Mr. Khamati has not identified the clerk who failed to insert the hearing date in his diary. Nor has he produced his diary to show that the date had not been entered into it. He has not said a word as to why he could not file the appeal in time if he had been so instructed by his client. The notice of appeal was struck out after 33 months of its having been filed.
Joab Omido has blamed the advocates for failing to appear before the court when the application was called on for hearing. He has also blamed them for not filing the appeal in accordance with his instructions. One would have expected him to write and ask for an explanation from the advocates for their gross negligence. No such correspondence has been produced. All that he has said, on the other hand, is that "for the reasons unknown to him," the advocates failed to do the job for which they had been engaged. It was the applicant who was interested in the intended appeal, it should have followed up the matter and not left it entirely to its advocates. The notice of appeal was filed on 22nd May, 1992 and for years no appeal had been filed and yet there is nothing before me to show that the applicant ever enquired from its advocates if the intended appeal had been filed and if not why it had not been filed. It is a case of complete callousness on the part of the applicant. The applicant cannot get away by simply saying: "it is the mistake of my counsel and it should not be visited on me" I am not satisfied with the explanation given by Mr. Khamati to say that he was prevented by a sufficient excuse from appearing at the hearing of the said application. Nor am I satisfied that the applicant has been diligent enough in pursuing his intended appeal to be entitled to my discretion. The applicant and its legal advisers have been guilty to such a degree of deliberate inaction that to give them further indulgence would be tantamount to travesty of justice.

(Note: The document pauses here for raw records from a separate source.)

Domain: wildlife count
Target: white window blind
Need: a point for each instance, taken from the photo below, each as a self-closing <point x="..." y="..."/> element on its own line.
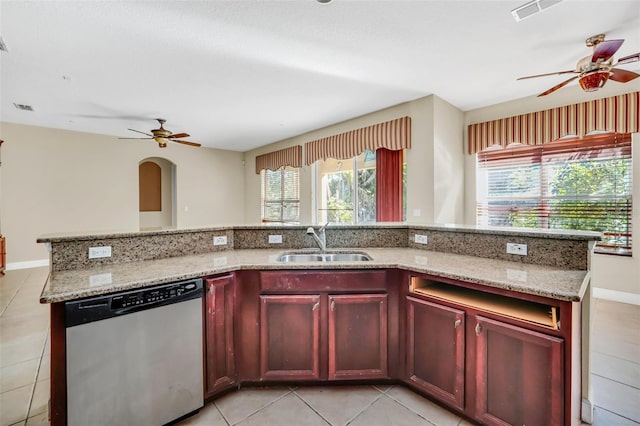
<point x="280" y="195"/>
<point x="582" y="184"/>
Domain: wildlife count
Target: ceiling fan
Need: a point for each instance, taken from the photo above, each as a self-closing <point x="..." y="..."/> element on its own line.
<point x="594" y="70"/>
<point x="162" y="135"/>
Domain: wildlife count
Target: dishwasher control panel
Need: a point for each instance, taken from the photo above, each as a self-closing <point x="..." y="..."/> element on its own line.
<point x="142" y="298"/>
<point x="91" y="309"/>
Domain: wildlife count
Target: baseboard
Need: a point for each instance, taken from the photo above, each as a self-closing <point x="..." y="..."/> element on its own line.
<point x="28" y="264"/>
<point x="616" y="296"/>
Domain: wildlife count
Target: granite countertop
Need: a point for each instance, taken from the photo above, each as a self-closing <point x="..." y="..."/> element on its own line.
<point x="538" y="280"/>
<point x="477" y="229"/>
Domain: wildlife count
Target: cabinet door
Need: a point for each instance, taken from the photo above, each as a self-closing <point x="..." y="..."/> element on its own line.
<point x="519" y="375"/>
<point x="436" y="350"/>
<point x="289" y="337"/>
<point x="219" y="315"/>
<point x="358" y="336"/>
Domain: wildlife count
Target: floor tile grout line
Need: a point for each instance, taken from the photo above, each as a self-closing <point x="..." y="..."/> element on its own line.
<point x="352" y="419"/>
<point x="616" y="414"/>
<point x="33" y="391"/>
<point x="308" y="404"/>
<point x="24" y="280"/>
<point x="397" y="400"/>
<point x="213" y="403"/>
<point x="258" y="410"/>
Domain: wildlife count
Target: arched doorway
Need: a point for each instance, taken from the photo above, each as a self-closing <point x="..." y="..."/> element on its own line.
<point x="156" y="188"/>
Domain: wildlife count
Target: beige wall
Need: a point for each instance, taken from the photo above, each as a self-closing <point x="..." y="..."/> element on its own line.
<point x="609" y="272"/>
<point x="434" y="162"/>
<point x="62" y="181"/>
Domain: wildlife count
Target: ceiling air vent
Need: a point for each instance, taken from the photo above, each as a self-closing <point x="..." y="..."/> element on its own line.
<point x="531" y="8"/>
<point x="23" y="107"/>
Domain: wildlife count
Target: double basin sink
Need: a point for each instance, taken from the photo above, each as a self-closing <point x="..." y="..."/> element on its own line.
<point x="323" y="257"/>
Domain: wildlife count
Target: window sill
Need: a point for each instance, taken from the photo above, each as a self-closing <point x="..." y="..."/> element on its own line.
<point x="613" y="251"/>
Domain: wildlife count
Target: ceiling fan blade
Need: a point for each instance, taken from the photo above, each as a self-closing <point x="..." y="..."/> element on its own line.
<point x="628" y="59"/>
<point x="187" y="143"/>
<point x="179" y="135"/>
<point x="605" y="50"/>
<point x="622" y="76"/>
<point x="138" y="131"/>
<point x="135" y="138"/>
<point x="558" y="86"/>
<point x="550" y="73"/>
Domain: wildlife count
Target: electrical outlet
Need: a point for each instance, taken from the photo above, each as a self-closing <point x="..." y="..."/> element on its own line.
<point x="421" y="239"/>
<point x="97" y="252"/>
<point x="516" y="275"/>
<point x="519" y="249"/>
<point x="100" y="279"/>
<point x="220" y="240"/>
<point x="275" y="239"/>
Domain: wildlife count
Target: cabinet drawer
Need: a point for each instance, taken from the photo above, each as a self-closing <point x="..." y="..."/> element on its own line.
<point x="323" y="281"/>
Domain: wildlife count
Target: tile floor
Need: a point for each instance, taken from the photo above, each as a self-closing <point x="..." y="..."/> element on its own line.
<point x="24" y="376"/>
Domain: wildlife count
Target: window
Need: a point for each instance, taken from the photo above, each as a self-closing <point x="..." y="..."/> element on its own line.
<point x="280" y="195"/>
<point x="342" y="199"/>
<point x="582" y="184"/>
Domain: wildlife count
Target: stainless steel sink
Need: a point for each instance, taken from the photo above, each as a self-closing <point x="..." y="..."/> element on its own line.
<point x="323" y="257"/>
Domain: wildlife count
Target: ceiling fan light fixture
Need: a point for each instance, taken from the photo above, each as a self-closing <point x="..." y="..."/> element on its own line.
<point x="531" y="8"/>
<point x="594" y="80"/>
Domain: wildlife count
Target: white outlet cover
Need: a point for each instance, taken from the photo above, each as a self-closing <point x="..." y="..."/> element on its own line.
<point x="519" y="249"/>
<point x="100" y="279"/>
<point x="220" y="240"/>
<point x="275" y="239"/>
<point x="421" y="239"/>
<point x="99" y="252"/>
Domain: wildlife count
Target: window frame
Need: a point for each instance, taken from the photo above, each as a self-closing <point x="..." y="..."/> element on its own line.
<point x="591" y="152"/>
<point x="281" y="202"/>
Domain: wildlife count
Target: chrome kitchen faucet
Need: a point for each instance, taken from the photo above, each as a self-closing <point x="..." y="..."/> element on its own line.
<point x="320" y="237"/>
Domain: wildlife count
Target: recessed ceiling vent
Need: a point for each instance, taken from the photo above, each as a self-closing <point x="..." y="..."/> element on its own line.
<point x="531" y="8"/>
<point x="23" y="107"/>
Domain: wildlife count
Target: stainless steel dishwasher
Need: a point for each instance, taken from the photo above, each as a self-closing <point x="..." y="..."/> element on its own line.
<point x="136" y="357"/>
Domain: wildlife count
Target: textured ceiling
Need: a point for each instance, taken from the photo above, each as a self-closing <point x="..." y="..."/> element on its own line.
<point x="240" y="74"/>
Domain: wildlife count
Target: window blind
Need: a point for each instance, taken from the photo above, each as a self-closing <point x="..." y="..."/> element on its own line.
<point x="616" y="114"/>
<point x="280" y="194"/>
<point x="393" y="135"/>
<point x="583" y="184"/>
<point x="291" y="157"/>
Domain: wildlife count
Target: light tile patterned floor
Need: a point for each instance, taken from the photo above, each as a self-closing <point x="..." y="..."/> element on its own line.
<point x="24" y="376"/>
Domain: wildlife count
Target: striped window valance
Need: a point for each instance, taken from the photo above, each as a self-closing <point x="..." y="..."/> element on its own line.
<point x="291" y="156"/>
<point x="393" y="135"/>
<point x="618" y="114"/>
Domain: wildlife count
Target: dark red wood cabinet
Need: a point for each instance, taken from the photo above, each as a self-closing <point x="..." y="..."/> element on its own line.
<point x="436" y="351"/>
<point x="308" y="332"/>
<point x="290" y="337"/>
<point x="357" y="336"/>
<point x="219" y="319"/>
<point x="494" y="357"/>
<point x="519" y="375"/>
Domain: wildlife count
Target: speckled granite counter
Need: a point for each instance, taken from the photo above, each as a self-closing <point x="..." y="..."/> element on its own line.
<point x="548" y="281"/>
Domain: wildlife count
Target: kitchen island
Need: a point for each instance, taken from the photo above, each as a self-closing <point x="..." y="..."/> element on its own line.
<point x="408" y="291"/>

The accident took place some 13 years ago. The judgment sought to be challenged was given more than 6 years ago. It is not the respondent's fault that all these years the applicant has been unable to mount an appeal. The notice of appeal was struck out more than three years ago. Under rule 55(4) an application to restore the application as a result of which the notice of appeal was struck out must have been made within 30 days of the decision of the court. No reasonable excuse has been given for this delay. I am not prepared to exercise my discretion in favour of the applicant. The application is accordingly dismissed with costs.
Dated and delivered this 17th day of November 998.
JUDGE OF APPEAL
I certify that this is a true copy of the original.